Parlamentswahl in Ungarn

Neue Umfrage setzt Viktor Orbán weiter unter Druck

Von reuters, afp, t-online, MST

Aktualisiert am 10.04.2026 – 07:36 UhrLesedauer: 3 Min.

US-Vizepräsident JD Vance und Ungarns Ministerpräsident Viktor Orbán bei ihrem Wahlkampfauftritt in Budapest: Brüder im Geiste.Vergrößern des Bildes

US-Vizepräsident JD Vance (r.) unterstützte bei seinem Besuch in Budapest Ungarns amtierenden Ministerpräsidenten Viktor Orbán bei einem Wahlkampfauftritt. (Quelle: Marton Monus)

Der amtierende ungarische Ministerpräsident Viktor Orbán steht vor seiner schwersten Parlamentswahl. Eine neue Umfrage vor der Ungarn-Wahl brachte keine positive Entwicklung.

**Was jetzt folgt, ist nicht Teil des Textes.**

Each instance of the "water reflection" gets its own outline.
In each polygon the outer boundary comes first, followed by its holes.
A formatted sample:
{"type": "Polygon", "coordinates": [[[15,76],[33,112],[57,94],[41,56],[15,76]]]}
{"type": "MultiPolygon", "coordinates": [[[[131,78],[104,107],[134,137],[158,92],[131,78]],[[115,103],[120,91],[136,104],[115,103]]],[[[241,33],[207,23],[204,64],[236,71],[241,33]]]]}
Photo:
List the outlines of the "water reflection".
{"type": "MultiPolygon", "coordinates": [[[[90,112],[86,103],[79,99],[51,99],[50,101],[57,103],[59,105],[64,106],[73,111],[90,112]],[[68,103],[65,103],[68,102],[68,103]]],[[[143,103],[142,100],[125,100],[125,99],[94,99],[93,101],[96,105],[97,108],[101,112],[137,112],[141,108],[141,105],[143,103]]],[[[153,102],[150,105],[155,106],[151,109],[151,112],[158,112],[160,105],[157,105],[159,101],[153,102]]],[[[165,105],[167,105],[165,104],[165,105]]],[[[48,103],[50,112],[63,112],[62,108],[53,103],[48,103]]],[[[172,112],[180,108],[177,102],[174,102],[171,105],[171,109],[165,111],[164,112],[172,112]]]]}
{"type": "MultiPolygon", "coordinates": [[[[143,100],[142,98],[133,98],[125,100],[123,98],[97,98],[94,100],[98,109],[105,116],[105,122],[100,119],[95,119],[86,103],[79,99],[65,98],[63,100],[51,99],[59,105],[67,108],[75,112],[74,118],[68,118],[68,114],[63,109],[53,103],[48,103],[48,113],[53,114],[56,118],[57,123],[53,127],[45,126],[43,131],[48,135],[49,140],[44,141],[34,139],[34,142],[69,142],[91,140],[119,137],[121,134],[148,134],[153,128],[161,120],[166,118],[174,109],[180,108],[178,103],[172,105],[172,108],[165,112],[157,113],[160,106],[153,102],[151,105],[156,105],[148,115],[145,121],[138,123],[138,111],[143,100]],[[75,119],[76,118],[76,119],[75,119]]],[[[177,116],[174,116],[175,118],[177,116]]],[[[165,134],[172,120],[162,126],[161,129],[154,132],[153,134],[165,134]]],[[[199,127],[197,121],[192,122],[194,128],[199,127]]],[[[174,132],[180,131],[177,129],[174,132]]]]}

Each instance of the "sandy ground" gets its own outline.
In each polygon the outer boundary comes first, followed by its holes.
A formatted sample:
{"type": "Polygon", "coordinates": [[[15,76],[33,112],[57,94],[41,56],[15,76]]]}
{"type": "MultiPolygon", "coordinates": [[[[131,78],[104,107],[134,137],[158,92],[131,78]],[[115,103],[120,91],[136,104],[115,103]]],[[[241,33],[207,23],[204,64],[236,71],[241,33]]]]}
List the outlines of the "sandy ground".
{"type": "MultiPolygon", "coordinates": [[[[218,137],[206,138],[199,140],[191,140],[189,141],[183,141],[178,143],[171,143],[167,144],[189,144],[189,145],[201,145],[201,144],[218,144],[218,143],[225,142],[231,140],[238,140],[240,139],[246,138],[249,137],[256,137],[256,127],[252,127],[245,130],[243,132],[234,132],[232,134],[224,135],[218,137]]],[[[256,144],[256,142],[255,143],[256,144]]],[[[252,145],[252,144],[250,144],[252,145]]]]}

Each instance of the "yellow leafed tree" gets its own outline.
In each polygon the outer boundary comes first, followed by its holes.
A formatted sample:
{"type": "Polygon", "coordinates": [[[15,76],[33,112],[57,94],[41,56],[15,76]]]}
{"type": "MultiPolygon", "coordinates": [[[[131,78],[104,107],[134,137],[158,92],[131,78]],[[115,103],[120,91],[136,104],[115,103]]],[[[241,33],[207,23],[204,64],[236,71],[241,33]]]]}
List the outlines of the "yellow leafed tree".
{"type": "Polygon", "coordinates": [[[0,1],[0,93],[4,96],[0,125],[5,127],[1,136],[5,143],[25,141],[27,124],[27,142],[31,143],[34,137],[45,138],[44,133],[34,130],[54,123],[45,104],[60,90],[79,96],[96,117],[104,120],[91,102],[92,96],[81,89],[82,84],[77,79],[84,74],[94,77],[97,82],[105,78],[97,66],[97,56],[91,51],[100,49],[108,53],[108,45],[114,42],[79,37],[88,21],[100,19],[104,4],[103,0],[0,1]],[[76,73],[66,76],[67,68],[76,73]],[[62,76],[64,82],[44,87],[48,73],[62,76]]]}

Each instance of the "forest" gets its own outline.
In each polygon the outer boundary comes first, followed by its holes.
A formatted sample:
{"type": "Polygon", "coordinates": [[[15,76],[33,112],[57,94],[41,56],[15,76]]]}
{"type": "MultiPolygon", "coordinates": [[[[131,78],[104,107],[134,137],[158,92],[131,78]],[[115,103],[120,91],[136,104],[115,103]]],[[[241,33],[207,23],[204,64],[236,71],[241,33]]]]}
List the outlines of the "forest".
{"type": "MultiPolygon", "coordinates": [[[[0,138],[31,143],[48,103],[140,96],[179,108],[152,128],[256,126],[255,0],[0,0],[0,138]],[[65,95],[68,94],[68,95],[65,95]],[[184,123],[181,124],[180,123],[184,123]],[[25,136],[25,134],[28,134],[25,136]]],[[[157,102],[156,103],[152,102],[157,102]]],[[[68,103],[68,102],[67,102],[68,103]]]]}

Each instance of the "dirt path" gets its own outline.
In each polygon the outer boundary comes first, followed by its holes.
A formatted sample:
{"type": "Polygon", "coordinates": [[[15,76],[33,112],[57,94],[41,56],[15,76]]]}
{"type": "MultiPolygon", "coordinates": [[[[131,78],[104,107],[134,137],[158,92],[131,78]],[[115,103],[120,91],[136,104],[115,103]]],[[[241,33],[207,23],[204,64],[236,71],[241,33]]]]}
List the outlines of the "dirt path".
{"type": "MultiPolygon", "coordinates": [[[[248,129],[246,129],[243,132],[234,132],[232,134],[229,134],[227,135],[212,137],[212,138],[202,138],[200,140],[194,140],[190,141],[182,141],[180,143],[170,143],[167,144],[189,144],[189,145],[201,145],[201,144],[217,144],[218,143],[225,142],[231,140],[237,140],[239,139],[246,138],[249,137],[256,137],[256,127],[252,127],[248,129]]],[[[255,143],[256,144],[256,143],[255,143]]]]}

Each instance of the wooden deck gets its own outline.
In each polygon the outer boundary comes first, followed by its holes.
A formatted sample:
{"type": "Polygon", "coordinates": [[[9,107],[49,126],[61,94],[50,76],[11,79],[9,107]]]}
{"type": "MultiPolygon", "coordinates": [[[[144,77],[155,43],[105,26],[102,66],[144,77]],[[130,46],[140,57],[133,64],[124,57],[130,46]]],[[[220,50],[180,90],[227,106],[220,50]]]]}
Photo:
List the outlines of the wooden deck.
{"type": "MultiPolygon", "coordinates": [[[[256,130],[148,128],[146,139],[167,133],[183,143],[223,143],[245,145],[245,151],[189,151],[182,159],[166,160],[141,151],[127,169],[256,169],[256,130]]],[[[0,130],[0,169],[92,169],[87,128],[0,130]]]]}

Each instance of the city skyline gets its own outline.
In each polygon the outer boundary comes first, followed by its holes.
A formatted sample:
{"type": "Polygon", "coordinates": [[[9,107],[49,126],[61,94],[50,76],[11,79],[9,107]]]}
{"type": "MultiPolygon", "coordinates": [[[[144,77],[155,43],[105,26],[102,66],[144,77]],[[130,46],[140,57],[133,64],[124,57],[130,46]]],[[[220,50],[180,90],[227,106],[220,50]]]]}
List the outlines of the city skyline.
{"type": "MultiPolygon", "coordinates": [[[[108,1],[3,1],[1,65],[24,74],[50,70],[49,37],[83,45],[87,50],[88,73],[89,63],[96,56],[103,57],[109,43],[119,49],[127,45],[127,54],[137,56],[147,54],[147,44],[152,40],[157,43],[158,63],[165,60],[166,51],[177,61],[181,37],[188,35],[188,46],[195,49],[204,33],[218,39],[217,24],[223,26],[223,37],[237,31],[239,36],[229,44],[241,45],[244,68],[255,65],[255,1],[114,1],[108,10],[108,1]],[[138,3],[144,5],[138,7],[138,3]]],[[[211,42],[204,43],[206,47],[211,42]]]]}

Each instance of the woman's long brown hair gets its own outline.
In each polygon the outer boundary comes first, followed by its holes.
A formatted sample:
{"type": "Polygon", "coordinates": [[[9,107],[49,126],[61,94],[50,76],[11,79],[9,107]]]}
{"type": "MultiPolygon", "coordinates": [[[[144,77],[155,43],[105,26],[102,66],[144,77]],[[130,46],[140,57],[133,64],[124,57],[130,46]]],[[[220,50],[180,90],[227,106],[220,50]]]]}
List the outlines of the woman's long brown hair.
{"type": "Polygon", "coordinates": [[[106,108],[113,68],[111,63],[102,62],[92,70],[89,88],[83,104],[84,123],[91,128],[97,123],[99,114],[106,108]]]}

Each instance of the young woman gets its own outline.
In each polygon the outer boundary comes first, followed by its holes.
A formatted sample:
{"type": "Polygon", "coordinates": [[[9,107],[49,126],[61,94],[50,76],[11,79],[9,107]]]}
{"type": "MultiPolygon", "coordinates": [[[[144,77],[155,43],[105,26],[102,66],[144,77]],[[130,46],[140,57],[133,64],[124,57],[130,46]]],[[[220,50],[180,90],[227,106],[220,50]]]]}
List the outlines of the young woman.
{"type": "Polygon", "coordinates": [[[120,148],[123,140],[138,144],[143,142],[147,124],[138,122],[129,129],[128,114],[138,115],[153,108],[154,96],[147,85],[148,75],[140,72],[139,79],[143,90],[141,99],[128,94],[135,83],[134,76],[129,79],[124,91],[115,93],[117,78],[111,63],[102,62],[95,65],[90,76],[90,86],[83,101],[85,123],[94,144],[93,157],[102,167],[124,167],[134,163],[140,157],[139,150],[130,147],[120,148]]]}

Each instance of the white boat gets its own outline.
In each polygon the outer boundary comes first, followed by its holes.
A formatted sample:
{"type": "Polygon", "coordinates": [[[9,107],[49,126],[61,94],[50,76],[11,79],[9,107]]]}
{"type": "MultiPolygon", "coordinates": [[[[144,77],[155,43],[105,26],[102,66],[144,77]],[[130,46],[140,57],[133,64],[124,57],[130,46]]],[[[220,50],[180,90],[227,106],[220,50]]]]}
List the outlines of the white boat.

Kurz vor der Parlamentswahl in Ungarn am 12. April steuert die ungarische Oppositionspartei Tisza möglicherweise auf eine Zweidrittelmehrheit zu. Das deutet eine neue Umfrage vor der Ungarn-Wahl 2026 an. Damit könnte die Gruppierung um Herausforderer Péter Magyar die Möglichkeit erhalten, die Verfassung sowie wichtige Gesetze zu ändern und die Freigabe blockierter EU-Gelder zu erwirken.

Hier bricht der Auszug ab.